Carrie

As part of the Product Design and Systems Engineering in a Team course at EPFL, I contributed to the development of CarriE, an autonomous robot designed to help users carry heavy loads in public indoor spaces such as airports, shopping malls, and train stations. The system combines computer vision for person re-identification, ultrasonic sensors for obstacle detection, and a mobile interface enabling both autonomous and manual control. My main role focused on implementing the camera-based tracking system, developing the web interface between the Raspberry Pi, Arduino and computer, and creating the mobile app used to control the robot. The prototype successfully demonstrated reliable user tracking and smooth navigation, validating the concept for large-scale deployment within a rental-based mobility service.

Final CarriE prototype.

The robot was built as a compact mobile platform capable of transporting up to 50 kilograms while maintaining stability in dynamic environments. It uses two stepper-driven wheels for differential motion and two passive caster wheels for balance. The onboard system integrates a Raspberry Pi 5, an Arduino Uno, and several sensors that handle perception, communication, and control tasks.
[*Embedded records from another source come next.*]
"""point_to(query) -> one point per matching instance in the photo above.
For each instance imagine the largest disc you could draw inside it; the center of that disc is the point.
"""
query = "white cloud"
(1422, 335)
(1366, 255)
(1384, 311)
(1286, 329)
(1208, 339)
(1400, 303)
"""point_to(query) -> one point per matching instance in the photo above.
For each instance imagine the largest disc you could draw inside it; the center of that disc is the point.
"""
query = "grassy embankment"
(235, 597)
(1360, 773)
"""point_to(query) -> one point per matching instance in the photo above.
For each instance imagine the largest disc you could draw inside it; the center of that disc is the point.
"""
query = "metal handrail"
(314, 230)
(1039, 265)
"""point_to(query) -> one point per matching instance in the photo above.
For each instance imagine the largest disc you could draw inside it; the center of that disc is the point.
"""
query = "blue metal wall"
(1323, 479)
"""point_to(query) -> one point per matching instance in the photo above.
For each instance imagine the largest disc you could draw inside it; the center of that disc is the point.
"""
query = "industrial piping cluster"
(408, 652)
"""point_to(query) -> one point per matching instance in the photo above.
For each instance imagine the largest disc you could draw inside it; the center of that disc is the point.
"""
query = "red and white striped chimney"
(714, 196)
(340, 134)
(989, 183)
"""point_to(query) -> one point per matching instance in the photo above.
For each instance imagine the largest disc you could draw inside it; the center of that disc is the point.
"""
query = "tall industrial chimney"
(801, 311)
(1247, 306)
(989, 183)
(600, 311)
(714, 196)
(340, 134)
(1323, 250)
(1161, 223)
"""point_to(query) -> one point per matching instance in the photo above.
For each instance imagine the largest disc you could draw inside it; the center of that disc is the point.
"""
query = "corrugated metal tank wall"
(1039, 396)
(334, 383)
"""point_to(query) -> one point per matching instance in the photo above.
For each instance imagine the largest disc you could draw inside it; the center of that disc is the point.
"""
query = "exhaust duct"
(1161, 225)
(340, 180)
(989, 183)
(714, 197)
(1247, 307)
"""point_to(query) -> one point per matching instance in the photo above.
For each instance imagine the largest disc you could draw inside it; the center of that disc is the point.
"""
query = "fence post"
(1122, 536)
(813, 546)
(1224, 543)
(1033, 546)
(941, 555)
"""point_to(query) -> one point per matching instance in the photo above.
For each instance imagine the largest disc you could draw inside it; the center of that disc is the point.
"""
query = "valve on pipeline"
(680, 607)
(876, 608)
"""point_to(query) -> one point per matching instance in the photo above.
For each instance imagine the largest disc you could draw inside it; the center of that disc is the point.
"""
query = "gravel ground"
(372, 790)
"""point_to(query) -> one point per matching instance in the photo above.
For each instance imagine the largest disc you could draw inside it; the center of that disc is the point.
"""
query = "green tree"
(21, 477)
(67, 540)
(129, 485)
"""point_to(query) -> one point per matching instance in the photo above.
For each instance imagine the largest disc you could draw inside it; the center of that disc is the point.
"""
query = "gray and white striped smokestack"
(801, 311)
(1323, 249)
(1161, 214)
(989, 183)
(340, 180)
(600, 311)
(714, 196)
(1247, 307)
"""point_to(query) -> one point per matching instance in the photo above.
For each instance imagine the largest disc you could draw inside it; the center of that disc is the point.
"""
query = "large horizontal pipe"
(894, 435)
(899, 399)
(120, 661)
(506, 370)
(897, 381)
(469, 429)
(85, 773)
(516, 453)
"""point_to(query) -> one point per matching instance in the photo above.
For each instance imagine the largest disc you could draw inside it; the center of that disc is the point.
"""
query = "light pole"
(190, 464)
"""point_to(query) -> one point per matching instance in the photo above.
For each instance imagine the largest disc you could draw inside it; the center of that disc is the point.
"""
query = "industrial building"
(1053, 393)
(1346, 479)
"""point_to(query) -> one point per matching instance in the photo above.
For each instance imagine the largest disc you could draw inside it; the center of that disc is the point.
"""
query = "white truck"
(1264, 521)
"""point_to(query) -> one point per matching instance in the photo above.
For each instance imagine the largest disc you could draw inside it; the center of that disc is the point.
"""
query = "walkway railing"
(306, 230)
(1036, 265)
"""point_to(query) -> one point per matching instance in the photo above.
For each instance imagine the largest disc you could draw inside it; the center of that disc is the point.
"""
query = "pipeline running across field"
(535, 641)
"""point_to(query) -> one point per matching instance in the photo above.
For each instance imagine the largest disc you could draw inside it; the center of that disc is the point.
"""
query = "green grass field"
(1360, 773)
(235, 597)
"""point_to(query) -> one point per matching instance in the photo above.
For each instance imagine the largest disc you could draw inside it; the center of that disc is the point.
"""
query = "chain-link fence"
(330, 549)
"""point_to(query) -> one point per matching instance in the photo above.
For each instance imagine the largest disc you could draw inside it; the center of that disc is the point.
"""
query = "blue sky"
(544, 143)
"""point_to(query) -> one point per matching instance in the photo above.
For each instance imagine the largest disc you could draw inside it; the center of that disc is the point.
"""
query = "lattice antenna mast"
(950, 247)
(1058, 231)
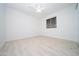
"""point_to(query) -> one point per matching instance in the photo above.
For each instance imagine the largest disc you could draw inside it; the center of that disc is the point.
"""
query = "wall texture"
(2, 24)
(67, 24)
(20, 25)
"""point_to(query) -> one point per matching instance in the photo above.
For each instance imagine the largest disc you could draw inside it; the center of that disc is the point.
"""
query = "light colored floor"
(40, 46)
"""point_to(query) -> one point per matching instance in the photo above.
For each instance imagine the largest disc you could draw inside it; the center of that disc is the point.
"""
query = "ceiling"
(46, 8)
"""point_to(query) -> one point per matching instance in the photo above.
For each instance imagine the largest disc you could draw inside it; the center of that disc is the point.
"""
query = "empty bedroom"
(39, 29)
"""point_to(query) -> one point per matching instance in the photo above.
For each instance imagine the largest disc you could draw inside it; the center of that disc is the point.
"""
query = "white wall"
(2, 22)
(67, 24)
(20, 25)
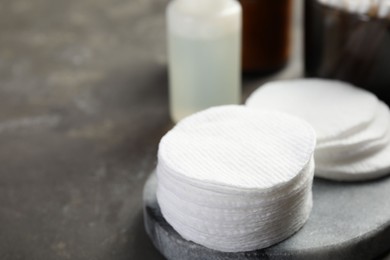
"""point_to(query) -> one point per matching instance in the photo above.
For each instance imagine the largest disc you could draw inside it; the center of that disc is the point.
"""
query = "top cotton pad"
(352, 125)
(334, 108)
(266, 148)
(236, 179)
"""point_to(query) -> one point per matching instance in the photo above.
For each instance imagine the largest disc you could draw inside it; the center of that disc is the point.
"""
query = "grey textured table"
(83, 104)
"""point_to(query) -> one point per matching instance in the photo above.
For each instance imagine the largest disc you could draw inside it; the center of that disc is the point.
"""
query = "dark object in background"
(349, 47)
(266, 35)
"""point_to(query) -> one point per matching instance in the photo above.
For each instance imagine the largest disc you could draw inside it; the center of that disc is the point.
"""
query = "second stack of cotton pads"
(236, 179)
(352, 125)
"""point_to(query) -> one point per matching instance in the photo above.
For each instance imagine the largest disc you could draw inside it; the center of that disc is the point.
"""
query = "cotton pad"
(236, 179)
(333, 108)
(374, 137)
(352, 125)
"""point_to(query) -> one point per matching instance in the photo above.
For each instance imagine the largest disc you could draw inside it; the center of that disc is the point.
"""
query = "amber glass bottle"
(266, 34)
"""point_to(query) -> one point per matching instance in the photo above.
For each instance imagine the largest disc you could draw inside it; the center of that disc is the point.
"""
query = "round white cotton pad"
(236, 179)
(238, 147)
(364, 167)
(374, 137)
(335, 109)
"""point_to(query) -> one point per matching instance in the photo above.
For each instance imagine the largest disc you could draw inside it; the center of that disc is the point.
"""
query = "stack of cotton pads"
(236, 179)
(352, 125)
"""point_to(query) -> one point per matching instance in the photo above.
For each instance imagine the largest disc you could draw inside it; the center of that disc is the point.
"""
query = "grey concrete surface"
(83, 104)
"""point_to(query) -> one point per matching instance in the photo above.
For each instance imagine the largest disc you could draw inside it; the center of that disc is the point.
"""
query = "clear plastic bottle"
(204, 42)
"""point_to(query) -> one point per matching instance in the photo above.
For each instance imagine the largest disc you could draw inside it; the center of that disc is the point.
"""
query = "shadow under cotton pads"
(235, 179)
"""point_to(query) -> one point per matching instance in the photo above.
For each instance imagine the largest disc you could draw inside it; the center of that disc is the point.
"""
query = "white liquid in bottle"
(204, 39)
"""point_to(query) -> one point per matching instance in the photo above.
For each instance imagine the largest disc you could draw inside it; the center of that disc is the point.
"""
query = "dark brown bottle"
(266, 35)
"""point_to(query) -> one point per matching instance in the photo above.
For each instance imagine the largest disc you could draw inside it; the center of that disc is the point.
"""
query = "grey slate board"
(348, 221)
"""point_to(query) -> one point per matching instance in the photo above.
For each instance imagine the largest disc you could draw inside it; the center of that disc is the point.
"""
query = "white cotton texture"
(235, 179)
(352, 125)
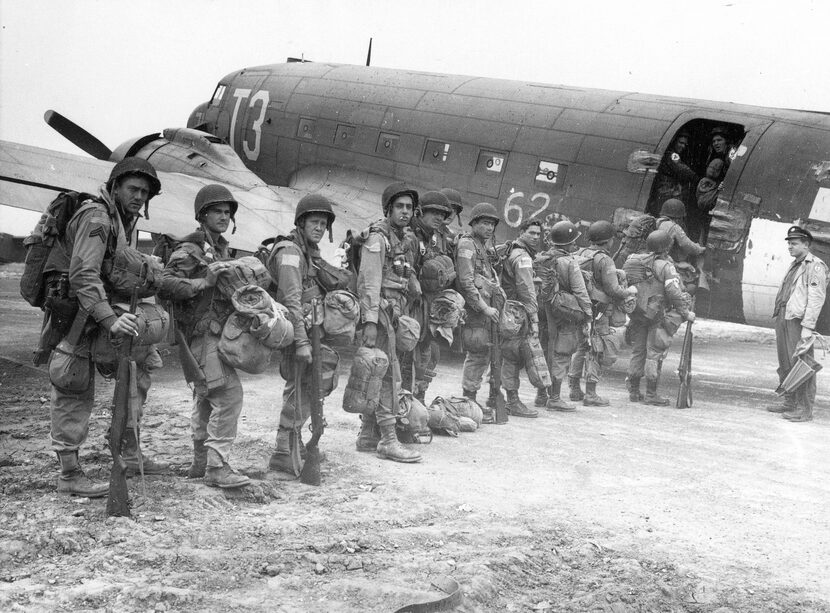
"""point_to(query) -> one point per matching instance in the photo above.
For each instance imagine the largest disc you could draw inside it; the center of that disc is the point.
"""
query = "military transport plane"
(273, 133)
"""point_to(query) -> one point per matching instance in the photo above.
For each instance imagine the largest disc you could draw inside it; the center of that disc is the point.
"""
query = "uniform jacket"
(605, 273)
(290, 264)
(92, 235)
(517, 278)
(183, 282)
(387, 260)
(571, 279)
(476, 279)
(682, 246)
(809, 290)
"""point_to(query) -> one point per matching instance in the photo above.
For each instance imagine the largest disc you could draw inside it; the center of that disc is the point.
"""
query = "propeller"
(77, 135)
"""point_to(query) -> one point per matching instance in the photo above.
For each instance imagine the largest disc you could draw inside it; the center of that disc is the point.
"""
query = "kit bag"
(362, 392)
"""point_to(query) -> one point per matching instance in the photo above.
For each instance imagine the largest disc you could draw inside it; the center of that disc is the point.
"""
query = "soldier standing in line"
(598, 350)
(99, 229)
(479, 285)
(434, 210)
(797, 308)
(651, 328)
(189, 279)
(563, 335)
(517, 282)
(386, 285)
(292, 266)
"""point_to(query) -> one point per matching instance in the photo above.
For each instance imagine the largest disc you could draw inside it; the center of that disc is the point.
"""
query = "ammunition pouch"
(341, 312)
(534, 361)
(513, 320)
(476, 338)
(70, 369)
(128, 270)
(407, 334)
(329, 361)
(565, 307)
(244, 271)
(362, 392)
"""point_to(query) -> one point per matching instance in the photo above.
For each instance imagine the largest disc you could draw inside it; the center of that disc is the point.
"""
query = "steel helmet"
(454, 196)
(314, 203)
(673, 208)
(135, 166)
(600, 231)
(658, 241)
(564, 233)
(395, 190)
(213, 194)
(484, 210)
(435, 201)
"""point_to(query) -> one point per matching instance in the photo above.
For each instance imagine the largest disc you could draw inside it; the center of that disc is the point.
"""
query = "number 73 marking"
(262, 97)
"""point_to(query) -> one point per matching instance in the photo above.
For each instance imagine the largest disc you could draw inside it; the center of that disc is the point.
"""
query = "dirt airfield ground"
(718, 508)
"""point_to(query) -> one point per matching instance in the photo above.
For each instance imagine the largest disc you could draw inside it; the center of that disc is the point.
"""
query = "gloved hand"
(303, 354)
(370, 334)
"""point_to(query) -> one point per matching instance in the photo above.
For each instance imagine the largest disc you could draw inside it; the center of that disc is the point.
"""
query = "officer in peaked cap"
(797, 308)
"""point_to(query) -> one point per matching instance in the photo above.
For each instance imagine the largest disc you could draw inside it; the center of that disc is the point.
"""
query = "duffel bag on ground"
(362, 392)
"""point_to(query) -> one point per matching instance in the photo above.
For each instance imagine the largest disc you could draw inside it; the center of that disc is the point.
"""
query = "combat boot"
(281, 458)
(391, 449)
(74, 482)
(199, 463)
(591, 398)
(369, 435)
(652, 397)
(130, 455)
(806, 414)
(576, 392)
(516, 407)
(632, 384)
(556, 403)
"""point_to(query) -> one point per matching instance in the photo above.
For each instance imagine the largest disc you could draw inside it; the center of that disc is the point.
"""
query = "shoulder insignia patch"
(290, 259)
(98, 231)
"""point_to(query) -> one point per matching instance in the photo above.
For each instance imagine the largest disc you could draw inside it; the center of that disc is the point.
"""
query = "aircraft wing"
(30, 178)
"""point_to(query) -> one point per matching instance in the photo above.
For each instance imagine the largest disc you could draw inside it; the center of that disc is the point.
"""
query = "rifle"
(118, 503)
(495, 375)
(684, 371)
(310, 474)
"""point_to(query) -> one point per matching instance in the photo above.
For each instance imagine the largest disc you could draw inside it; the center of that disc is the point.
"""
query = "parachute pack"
(44, 252)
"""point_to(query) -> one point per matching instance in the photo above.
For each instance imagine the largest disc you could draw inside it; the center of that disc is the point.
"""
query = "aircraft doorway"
(693, 168)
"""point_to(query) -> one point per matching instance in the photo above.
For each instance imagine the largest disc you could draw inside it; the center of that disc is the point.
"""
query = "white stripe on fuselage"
(765, 265)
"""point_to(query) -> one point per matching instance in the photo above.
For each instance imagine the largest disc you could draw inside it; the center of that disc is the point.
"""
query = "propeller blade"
(77, 135)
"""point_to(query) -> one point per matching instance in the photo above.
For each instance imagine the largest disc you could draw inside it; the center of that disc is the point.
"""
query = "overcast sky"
(122, 69)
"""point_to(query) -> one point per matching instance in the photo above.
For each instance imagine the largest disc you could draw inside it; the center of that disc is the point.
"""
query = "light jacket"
(809, 291)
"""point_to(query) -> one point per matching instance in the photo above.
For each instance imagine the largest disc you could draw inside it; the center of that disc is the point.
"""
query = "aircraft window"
(490, 161)
(218, 94)
(306, 128)
(387, 144)
(547, 172)
(344, 135)
(436, 152)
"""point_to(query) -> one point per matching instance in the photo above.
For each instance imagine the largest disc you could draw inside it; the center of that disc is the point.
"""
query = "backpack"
(639, 269)
(634, 236)
(44, 248)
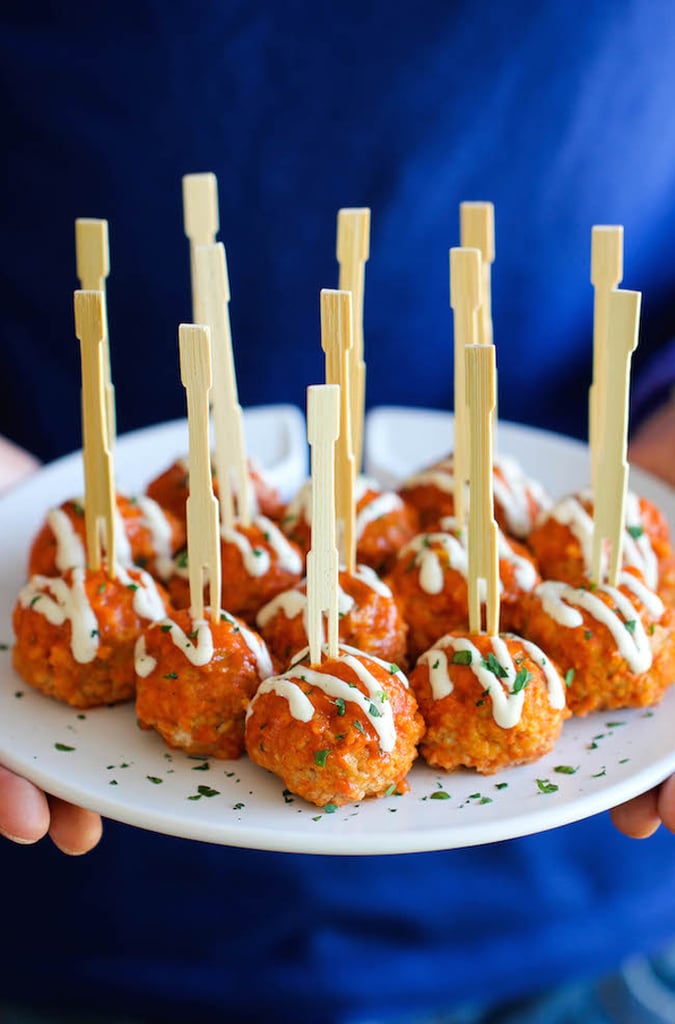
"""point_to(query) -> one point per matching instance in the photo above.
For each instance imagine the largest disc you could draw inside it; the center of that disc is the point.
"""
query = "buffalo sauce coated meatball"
(170, 491)
(488, 702)
(615, 644)
(196, 679)
(369, 619)
(518, 500)
(429, 582)
(562, 542)
(145, 536)
(383, 522)
(338, 731)
(76, 634)
(258, 562)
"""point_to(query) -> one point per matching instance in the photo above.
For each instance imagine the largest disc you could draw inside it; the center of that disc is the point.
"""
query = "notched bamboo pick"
(323, 429)
(229, 445)
(606, 274)
(353, 229)
(482, 544)
(93, 265)
(612, 465)
(477, 231)
(336, 339)
(98, 475)
(465, 294)
(200, 204)
(202, 511)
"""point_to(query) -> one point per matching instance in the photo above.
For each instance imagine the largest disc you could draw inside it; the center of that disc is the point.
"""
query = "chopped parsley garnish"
(520, 680)
(462, 657)
(493, 666)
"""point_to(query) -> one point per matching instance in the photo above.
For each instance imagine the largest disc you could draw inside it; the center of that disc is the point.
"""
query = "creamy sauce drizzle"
(58, 602)
(506, 706)
(561, 603)
(376, 708)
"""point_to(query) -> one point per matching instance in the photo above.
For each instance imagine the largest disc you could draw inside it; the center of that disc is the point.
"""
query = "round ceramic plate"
(99, 759)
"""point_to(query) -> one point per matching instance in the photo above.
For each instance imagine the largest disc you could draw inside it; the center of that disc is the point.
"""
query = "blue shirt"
(561, 115)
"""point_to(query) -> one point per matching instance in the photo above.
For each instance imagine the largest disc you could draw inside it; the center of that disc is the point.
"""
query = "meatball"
(76, 634)
(518, 500)
(562, 542)
(488, 702)
(429, 582)
(195, 681)
(383, 523)
(170, 491)
(370, 619)
(145, 536)
(338, 731)
(615, 644)
(258, 562)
Wiring diagram of the CarriE robot system.

The electrical and mechanical integration was realized by connecting the Raspberry Pi, responsible for image processing and data handling, with the Arduino that manages motor control and sensor feedback. The early prototype shown below was used to pitch the project, test the code, and validate the overall design.

Early prototype used for control testing.

The CarriE robot’s autonomous following ability relies on a person re-identification system that connects a Raspberry Pi 5, a Raspberry Pi AI Camera, and an external computer. The camera detects humans using a MobileNet model, and the Raspberry Pi sends extracted features to a computer through a web-based communication link built with Flask. The computer compares these features to a reference profile using an OSNet embedding model and returns the identification result. The Raspberry Pi interprets this information and sends commands to the Arduino to control the robot’s movement, enabling real-time following with distributed computation.

Communication architecture between camera, Raspberry Pi, and computer.

This distributed architecture allows efficient data flow and responsive control while compensating for the limited computational capacity of the Raspberry Pi. By combining computer vision, embedded programming, and hardware integration, the system demonstrated robust person tracking and smooth mobility in indoor environments.